Partnership project that sees Community Catalysts working with Nottingham City Council. Started in September 2022 and running for 10 months.

The project has a focus on disabled children and young people and their families. It aims to find ways to increase the range of options, activities, groups and opportunities available in the city. Opportunities rooted in local communities that give young people and their families a break from each other, whilst also enabling children to have a great time.

This new project will develop and test a new approach.

Work began by making sure we heard from young people, parents and carers, so that work could build on what is really wanted and needed. To this end we developed a survey and had conversations with people, directly and through local organisations and the parent/carer forum.

People told us things like:

“The most important part is having a very compassionate staff who can keep the child not only engaged and happy.”

“Number 1 important thing would be that you feel your child is safe.”

“…people can socialise and have a sense of community.”
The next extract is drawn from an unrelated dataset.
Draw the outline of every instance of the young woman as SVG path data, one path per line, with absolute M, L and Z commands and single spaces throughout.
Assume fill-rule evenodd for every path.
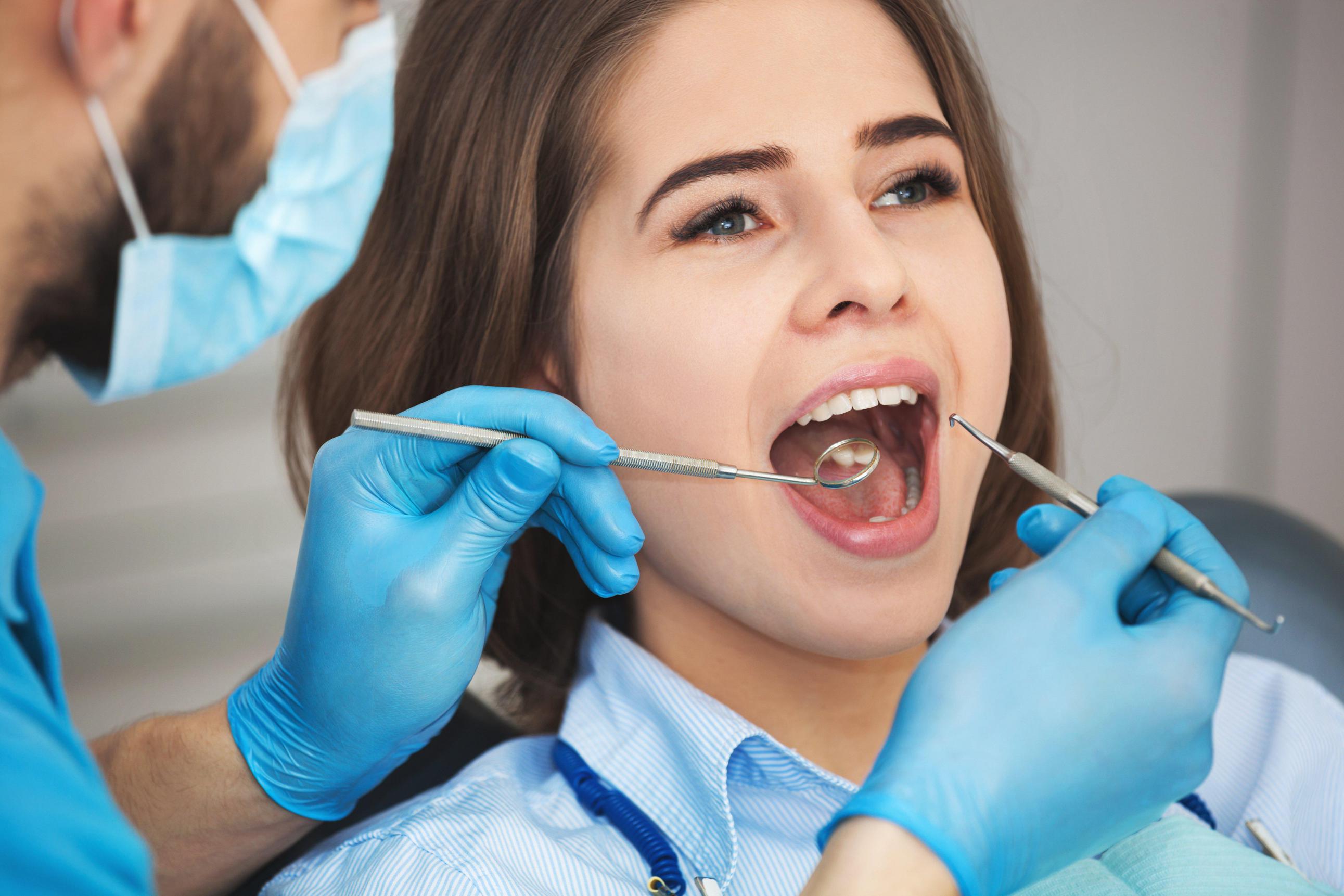
M 1204 780 L 1235 621 L 1134 579 L 1169 540 L 1245 584 L 1179 508 L 1114 482 L 1058 551 L 1077 519 L 1031 510 L 1019 531 L 1051 556 L 965 613 L 1030 559 L 1013 521 L 1035 496 L 942 422 L 1047 465 L 1056 423 L 997 120 L 938 0 L 430 0 L 383 197 L 286 390 L 300 482 L 335 439 L 317 462 L 395 493 L 390 516 L 469 517 L 511 545 L 399 539 L 418 559 L 388 594 L 469 592 L 517 717 L 558 728 L 685 875 L 863 892 L 863 861 L 914 854 L 847 849 L 871 830 L 851 819 L 818 866 L 839 811 L 937 854 L 923 879 L 899 865 L 910 892 L 1009 892 L 1204 782 L 1220 830 L 1259 815 L 1344 881 L 1344 802 L 1313 783 L 1344 774 L 1344 712 L 1312 682 L 1235 662 Z M 362 446 L 387 439 L 340 435 L 349 411 L 445 391 L 411 412 L 532 438 L 402 439 L 446 485 L 380 485 Z M 603 466 L 614 439 L 804 473 L 855 435 L 883 461 L 843 492 Z M 550 535 L 513 543 L 528 525 Z M 1305 720 L 1333 742 L 1279 736 Z M 492 751 L 270 892 L 638 892 L 648 862 L 554 750 Z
The next stage saw the engagement of people who were potentially interested in offering short breaks support. Then we began to design a tailored development programme to help local people who already run organisations, enterprises and groups to diversify what they do. The programme will help them to understand what is needed by young people and their families and take steps to offer it.

Positive work is also underway with creative leaders within the council to help them understand the systemic and cultural blocks to choice. Then to adapt the ways they currently buy and offer activities and support, developing new ways that work for a wider range of community organisations.

There is a particular interest in the development of opportunities for children and young people who have complex health needs and/or physical disabilities, those who communicate in ways that others find challenging, and youngsters with learning disability or who are autistic. We are focusing on children over 8 and on teenagers in particular. We know that both 1:1 support and group options are important when it comes to choice.

We are hopeful that enterprises and groups that emerge from the process will offer local support that enables children and young people to do a range of different things in their community, funded by the council as much as possible, either directly or using Direct Payments. We are also hopeful that the adapted systems that emerge from this partnership process will ensure this growth in choice is viable, sustainable and replicable moving forward.